Category Archives: history

Changes in the land

Nothing stays the same

I was brushing and cleaning up at a friend’s place on the hills while cursing myself for not being better prepared for the task at hand. The brush was mostly wild rose and black locust, known around here as devil’s club for the nasty thorns on it. Wild rose is also a prickly plant and i only had one leather glove and light pants on. Chain saw pants would have been more appropriate especially as i was using a chain saw. There were also wild plum trees and they too have a barb on them but easily avoided, i picked a few branches for bouquets. A pitch fork would have been useful on this job for piling up the cut brush but i only discovered it today at another place where i do yard work.
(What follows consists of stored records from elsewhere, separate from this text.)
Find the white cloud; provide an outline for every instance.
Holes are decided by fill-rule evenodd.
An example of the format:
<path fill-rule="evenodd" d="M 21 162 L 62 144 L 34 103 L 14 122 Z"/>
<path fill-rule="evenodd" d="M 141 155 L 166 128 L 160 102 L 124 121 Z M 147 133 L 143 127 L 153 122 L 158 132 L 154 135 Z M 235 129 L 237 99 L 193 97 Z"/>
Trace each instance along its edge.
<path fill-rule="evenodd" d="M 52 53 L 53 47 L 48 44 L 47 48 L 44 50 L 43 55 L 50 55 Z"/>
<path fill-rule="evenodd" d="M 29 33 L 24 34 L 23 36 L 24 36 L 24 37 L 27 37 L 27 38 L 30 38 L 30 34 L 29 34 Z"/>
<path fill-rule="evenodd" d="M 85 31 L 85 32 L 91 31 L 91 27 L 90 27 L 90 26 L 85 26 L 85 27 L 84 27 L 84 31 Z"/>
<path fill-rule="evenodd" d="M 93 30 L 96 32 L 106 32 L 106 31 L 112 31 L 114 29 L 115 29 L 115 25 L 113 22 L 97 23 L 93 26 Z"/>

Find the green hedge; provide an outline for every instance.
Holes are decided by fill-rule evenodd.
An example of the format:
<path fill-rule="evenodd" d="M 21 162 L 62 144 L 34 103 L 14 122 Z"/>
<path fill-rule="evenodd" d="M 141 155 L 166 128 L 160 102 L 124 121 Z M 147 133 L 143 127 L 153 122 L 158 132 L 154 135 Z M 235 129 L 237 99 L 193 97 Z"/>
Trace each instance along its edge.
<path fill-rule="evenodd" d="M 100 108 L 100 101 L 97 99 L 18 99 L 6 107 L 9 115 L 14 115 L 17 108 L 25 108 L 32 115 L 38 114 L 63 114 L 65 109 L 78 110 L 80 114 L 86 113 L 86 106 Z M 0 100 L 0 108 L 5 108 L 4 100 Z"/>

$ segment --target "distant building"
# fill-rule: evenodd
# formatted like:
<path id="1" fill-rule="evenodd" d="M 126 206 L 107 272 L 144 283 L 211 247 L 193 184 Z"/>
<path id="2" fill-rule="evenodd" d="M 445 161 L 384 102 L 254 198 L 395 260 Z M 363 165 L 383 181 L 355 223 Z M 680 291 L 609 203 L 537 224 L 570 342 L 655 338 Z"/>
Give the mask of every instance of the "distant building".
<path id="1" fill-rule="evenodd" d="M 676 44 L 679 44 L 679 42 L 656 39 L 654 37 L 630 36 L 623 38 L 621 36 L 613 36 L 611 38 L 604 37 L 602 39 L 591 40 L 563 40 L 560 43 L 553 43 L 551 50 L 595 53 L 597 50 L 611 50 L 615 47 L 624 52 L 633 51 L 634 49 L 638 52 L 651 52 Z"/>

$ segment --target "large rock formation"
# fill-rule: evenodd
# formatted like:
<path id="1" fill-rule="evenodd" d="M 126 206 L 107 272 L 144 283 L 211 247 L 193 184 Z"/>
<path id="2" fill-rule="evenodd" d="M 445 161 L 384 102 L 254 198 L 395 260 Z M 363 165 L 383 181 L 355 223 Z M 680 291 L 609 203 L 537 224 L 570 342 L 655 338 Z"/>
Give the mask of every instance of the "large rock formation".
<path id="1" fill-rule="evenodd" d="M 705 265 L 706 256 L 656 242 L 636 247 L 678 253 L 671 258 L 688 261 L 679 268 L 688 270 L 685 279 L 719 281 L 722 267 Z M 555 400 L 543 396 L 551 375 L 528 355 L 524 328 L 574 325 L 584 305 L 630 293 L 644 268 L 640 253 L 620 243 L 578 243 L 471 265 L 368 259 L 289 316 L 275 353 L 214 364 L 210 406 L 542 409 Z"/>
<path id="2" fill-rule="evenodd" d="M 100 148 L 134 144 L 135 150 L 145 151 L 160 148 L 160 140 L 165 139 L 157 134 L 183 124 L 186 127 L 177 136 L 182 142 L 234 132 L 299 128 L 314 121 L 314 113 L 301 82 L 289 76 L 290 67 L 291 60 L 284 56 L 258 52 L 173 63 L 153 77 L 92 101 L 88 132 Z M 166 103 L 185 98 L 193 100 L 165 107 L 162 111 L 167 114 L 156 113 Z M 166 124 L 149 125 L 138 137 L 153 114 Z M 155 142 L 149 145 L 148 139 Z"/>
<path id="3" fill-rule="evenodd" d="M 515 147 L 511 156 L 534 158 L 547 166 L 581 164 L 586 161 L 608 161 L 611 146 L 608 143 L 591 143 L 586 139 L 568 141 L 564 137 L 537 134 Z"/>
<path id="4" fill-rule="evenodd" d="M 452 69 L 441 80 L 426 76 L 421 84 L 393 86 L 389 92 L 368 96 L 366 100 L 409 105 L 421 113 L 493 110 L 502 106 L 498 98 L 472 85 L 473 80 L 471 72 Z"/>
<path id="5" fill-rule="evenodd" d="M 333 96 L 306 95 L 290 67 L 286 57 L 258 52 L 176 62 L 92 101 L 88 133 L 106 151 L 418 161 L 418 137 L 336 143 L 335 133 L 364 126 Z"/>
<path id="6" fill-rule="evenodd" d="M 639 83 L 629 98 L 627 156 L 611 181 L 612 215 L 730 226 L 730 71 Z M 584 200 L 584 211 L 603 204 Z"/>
Black locust is a legume tree which doesn’t grow higher than 20′. I hadn’t noticed it when i first moved up here 40 years ago but now there are thickets of it in a couple of places. One is at this place which also has the oldest dwelling in this area, a squared log cabin which is always being renovated. When it was built, the area had been logged off so it probably stood by itself overlooking Lake St.Peter a couple of miles away. The whole area had been cleared and turned into fields by generations of settlers starting a century and a half ago. These days, the bush is everywhere but years ago it wouldn’t have been seen except off in the distance beyond the fields. Judging by aerial photographs, the forest started reclaiming the land in the sixties as farming became less and less viable as an income generating proposition. The rich soil around the cabin was a result of sheep which had been kept there. Apple trees dot the property and all the old farms. Stone fences going through dense bush are a testament to all the hard work by people trying to make the best of the land. If the numbers of humans had kept decreasing at the rate they had been, in another 50 years you would have been hard pressed to find signs of human habitation. Recently however, folks have started leaving the cities and re-discovering the beauty of the land.